Ao comentar o projeto de lei do vereador Landmark Rios, que propõe a alocação de 1% do orçamento para habitação, Dom Dimas avaliou a iniciativa como fundamental. “A liberação de recursos como esse projeto que o vereador Landmark está propondo me parece fundamental, porque assim não estaremos mais dependendo simplesmente da boa vontade desse ou daquele gestor. Será algo a fazer parte da previsão orçamentária do município de uma maneira mais definitiva”, explicou.

Experiência positiva em outras cidades

Padre Luiz Gustavo Winkler, da Comissão de Fé e Política da Arquidiocese de Campo Grande, corroborou a importância do projeto, citando experiências bem-sucedidas em outros municípios. “Eu já tive uma experiência na prefeitura do interior onde lá fizeram esse 1% para habitação e realmente teve um grande percentual de pessoas e o déficit habitacional diminuiu”, destacou.

O padre explicou que o mecanismo garante que os recursos cheguem efetivamente às políticas públicas de habitação. “Então é muito importante que o vereador traz esse projeto de lei para Campo Grande para que os recursos da habitação cheguem na habitação. Hoje nós não temos uma destinação como lei da prefeitura municipal de Campo Grande e é importante que isso aconteça na nossa cidade para que o déficit habitacional diminua e aí nós tenhamos mais famílias com teto, com moradia digna”, defendeu.

Projeto busca garantir previsibilidade orçamentária

O vereador Landmark Rios, autor da proposta, explicou que o objetivo é transformar a habitação de um programa eventual em uma política permanente de Estado. “Nosso objetivo é garantir que a habitação deixe de ser tratada apenas como um programa eventual e passe a ser uma política permanente de Estado. Campo Grande precisa enfrentar com seriedade o déficit habitacional que afeta milhares de famílias”, disse.

O projeto de lei prevê a destinação de 1% da Receita Corrente Líquida do município para diversas ações, incluindo a construção de moradias populares, urbanização de áreas precárias e o fortalecimento de programas habitacionais já existentes. Essa medida visa criar uma fonte de financiamento estável, permitindo planejamento de longo prazo e maior capacidade de investimento.
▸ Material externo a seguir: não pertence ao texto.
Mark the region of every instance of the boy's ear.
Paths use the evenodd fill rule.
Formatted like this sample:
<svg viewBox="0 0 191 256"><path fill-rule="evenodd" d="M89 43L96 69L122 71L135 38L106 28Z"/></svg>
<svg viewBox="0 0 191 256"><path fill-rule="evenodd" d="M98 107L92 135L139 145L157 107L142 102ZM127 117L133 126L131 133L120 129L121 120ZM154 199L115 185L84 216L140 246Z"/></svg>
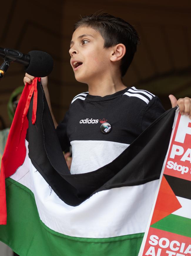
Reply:
<svg viewBox="0 0 191 256"><path fill-rule="evenodd" d="M123 57L126 52L126 48L123 44L116 45L112 49L112 52L110 57L112 61L120 60Z"/></svg>

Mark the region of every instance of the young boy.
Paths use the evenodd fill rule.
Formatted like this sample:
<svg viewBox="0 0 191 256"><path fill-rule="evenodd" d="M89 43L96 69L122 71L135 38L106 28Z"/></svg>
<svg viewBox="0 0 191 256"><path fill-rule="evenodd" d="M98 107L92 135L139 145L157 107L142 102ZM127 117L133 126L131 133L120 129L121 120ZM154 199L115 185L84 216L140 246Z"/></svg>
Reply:
<svg viewBox="0 0 191 256"><path fill-rule="evenodd" d="M72 101L58 126L51 110L47 77L41 82L63 150L72 146L71 174L96 170L120 155L165 111L157 97L123 84L122 77L139 42L133 27L107 14L83 18L74 26L69 51L76 79L88 92ZM25 83L33 77L26 74ZM177 102L181 114L191 116L190 99Z"/></svg>

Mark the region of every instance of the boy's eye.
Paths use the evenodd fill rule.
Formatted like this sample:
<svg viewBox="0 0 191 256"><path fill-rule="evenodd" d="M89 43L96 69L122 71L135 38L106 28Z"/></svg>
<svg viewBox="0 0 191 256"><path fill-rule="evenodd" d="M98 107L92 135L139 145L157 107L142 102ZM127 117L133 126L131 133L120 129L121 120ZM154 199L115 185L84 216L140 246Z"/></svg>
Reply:
<svg viewBox="0 0 191 256"><path fill-rule="evenodd" d="M89 43L89 41L88 41L87 40L82 40L82 44L84 45L87 43Z"/></svg>

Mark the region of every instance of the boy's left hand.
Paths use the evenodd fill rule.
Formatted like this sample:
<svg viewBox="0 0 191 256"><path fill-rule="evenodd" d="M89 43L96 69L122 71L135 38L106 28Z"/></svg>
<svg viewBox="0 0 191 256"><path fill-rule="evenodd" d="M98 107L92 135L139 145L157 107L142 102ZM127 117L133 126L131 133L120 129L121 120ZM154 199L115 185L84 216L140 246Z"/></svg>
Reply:
<svg viewBox="0 0 191 256"><path fill-rule="evenodd" d="M185 97L184 99L179 99L177 100L173 95L170 94L169 97L172 107L174 107L177 105L179 107L180 114L189 115L191 119L191 99Z"/></svg>

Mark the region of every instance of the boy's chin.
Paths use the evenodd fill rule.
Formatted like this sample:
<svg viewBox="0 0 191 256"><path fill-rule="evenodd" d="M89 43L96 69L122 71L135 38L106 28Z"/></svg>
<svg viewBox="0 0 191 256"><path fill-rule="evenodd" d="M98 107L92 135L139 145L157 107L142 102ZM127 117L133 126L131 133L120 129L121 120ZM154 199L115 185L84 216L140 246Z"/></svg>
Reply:
<svg viewBox="0 0 191 256"><path fill-rule="evenodd" d="M75 76L75 78L76 81L79 82L80 83L83 83L84 84L88 84L88 78L84 76L76 75Z"/></svg>

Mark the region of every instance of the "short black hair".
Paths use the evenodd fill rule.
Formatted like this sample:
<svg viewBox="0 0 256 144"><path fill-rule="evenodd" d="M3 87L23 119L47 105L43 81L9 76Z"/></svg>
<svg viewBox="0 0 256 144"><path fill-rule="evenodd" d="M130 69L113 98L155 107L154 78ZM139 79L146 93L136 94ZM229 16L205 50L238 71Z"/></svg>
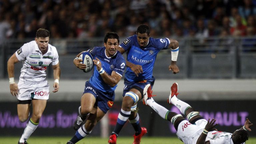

“Moradia digna não pode depender da boa vontade de um gestor, precisa estar garantida no orçamento”, reforçou o vereador, enfatizando a necessidade de um amplo debate com a sociedade civil e representantes do poder público sobre a priorização da habitação no orçamento municipal.

Déficit habitacional em Campo Grande

A discussão ocorre em um cenário de crescente déficit habitacional em Campo Grande. Levantamentos indicam que a cidade possui mais de 200 ocupações e favelas, além de milhares de famílias aguardando acesso a programas de moradia. Diante dessa realidade, o projeto de lei busca garantir recursos estáveis para ampliar as políticas públicas voltadas à moradia digna, alinhando o orçamento municipal às demandas sociais urgentes da população.

Conforme o Campo Grande NEWS checou, a iniciativa visa assegurar que a questão habitacional seja tratada com a seriedade e a continuidade necessárias para impactar positivamente a vida de milhares de famílias na capital. A proposta, segundo o vereador, busca ainda abrir um amplo debate com movimentos sociais, entidades e representantes do poder público.

A iniciativa do vereador Landmark Rios, apoiada pela Igreja Católica, representa um passo importante para garantir que a prioridade na destinação de recursos orçamentários para a habitação se torne uma realidade em Campo Grande. A proposta, conforme o Campo Grande NEWS apurou, visa criar uma fonte permanente de financiamento para a área, permitindo planejamento de longo prazo e maior capacidade de investimento em ações voltadas à redução do déficit habitacional.

Em um cenário onde a demanda por moradia digna é crescente, o projeto de lei é visto como essencial para garantir que políticas públicas efetivas sejam implementadas. A expectativa é que a proposta avance nas discussões na Câmara Municipal, contando com o apoio da sociedade civil e de setores religiosos para sua aprovação e implementação. O Campo Grande NEWS continuará acompanhando os desdobramentos deste importante tema para a cidade.